Reality: Automated test suites often prioritize what’s easy to test rather than what’s most critical to the business. If coverage isn't continuously assessed against evolving risks, gaps can emerge—leading to undetected regressions, security vulnerabilities, or performance bottlenecks.
✅ Solution: Define test coverage based on business impact, not just code coverage percentages. Engage product teams, developers, and testers in risk analysis exercises to ensure critical scenarios are covered.
Assumptions About User Behavior
Assumption: “Users will interact with our product exactly as we designed it.”
Reality: Real users take unpredictable paths, misuse features, and rely on workarounds in ways teams never expected. A feature that works perfectly under controlled testing may fail in real-world usage.
✅ Solution: Use real user data, analytics, and skilled exploratory testing to validate assumptions about workflows. Test under real-world conditions, including accessibility challenges, slow networks, and different device types.
How Leaders Can Shift from Assumptions to Evidence-Based Decision-Making
Great engineering leaders foster a culture of clarity, validation, and continuous learning by encouraging teams to:
🔹 State and document assumptions before making decisions—whether about testing, architecture, or user behavior.
🔹 Challenge assumptions through data, experiments, and diverse perspectives rather than relying on gut feelings or past experiences.

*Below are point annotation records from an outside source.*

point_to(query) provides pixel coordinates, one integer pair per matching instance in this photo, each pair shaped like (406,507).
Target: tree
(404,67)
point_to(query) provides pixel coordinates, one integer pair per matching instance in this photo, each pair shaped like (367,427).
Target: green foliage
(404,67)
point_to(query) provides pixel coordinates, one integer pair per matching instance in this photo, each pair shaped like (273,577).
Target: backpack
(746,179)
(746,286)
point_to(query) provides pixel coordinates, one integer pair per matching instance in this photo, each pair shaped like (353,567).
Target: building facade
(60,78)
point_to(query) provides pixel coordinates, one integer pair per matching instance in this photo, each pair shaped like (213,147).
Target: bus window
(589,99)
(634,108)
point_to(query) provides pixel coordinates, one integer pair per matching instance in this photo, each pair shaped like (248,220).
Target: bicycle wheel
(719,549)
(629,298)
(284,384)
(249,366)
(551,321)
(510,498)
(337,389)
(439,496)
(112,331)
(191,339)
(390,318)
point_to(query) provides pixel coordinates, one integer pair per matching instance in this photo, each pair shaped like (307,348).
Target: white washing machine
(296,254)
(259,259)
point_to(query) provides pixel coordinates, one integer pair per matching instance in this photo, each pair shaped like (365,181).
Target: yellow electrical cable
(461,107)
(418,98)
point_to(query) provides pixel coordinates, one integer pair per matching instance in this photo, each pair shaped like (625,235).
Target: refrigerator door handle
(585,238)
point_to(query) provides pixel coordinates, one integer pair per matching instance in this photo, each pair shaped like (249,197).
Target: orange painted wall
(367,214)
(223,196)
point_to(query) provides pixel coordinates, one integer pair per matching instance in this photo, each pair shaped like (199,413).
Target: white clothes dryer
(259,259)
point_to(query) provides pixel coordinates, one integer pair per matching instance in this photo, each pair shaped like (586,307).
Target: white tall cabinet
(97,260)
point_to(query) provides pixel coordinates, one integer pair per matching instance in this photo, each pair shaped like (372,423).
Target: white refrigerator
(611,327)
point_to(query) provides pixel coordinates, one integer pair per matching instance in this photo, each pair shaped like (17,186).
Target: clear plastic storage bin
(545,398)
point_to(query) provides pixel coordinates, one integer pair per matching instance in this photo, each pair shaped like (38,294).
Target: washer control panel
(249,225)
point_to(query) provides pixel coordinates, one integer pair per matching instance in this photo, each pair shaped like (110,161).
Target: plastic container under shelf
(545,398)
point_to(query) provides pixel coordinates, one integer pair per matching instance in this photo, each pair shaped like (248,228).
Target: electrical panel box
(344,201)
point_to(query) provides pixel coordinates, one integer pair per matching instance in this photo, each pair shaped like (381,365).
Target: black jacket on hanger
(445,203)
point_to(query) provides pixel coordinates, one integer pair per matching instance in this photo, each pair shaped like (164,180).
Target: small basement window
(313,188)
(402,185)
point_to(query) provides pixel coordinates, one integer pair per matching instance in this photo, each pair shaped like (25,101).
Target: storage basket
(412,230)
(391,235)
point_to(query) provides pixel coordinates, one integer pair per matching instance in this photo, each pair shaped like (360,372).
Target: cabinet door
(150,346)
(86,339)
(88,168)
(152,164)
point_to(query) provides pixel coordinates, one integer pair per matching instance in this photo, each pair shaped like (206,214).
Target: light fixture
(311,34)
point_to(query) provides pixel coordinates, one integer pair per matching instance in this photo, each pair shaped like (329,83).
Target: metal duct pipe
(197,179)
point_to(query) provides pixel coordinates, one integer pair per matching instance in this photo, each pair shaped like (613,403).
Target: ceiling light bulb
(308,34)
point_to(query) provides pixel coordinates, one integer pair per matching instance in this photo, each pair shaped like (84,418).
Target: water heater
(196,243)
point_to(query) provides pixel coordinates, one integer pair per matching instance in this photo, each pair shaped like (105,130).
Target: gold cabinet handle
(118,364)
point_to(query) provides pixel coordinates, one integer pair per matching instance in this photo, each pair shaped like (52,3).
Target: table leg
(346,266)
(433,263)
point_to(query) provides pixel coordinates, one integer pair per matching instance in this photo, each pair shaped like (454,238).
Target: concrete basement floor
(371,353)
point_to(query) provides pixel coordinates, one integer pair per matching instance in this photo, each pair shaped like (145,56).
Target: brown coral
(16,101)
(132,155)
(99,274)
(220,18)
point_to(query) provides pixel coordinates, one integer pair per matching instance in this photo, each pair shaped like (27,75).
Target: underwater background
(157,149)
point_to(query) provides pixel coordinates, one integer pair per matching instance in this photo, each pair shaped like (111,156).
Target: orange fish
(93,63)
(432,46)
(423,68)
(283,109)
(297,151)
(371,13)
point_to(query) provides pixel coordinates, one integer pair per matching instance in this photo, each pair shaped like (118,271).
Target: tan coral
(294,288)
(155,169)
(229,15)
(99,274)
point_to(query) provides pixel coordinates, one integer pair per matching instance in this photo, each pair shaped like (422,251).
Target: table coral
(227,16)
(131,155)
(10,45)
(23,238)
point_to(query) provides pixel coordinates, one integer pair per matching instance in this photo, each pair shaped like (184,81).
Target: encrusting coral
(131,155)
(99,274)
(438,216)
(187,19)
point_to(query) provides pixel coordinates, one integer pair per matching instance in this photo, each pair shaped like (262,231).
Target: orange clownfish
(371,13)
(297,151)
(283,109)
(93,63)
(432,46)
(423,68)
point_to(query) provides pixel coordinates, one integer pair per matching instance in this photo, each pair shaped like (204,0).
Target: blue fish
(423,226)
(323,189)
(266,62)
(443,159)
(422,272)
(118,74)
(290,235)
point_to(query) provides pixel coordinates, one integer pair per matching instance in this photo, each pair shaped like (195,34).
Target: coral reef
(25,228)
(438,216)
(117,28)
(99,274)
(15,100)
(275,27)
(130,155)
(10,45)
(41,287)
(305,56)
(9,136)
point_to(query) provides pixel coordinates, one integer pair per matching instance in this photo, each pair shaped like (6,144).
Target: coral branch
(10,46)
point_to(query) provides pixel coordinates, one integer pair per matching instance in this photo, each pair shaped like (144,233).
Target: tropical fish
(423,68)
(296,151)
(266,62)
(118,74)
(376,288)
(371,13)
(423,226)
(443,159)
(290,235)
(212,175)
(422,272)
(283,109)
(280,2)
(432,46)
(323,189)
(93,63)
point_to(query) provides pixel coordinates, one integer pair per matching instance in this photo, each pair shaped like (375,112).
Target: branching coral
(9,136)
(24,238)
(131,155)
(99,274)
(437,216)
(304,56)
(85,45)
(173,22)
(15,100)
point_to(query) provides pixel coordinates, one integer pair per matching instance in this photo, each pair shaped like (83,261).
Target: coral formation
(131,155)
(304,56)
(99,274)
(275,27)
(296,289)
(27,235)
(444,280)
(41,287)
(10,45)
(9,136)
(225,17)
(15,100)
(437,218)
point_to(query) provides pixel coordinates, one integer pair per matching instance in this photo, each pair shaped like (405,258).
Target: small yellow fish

🔹 Align test coverage and engineering priorities with actual business risks, ensuring that testing efforts focus on what matters most.
🔹 Invest in observability and monitoring, enabling real-time insights that validate system behavior in production.
By shifting the focus from assumptions to evidence, you empower your teams to build more reliable, scalable, and user-centric software—and ultimately, to make better engineering decisions that drive business success.
The best engineering teams treat testing as an integrated feedback loop, helping drive product direction and business success—not just catching bugs.
As a leader, how do you ensure that testing provides real value to your organization? Do your teams see testing as a core function of engineering or as an isolated step in the pipeline? What changes have you made to improve the way your organization gathers and shares quality insights?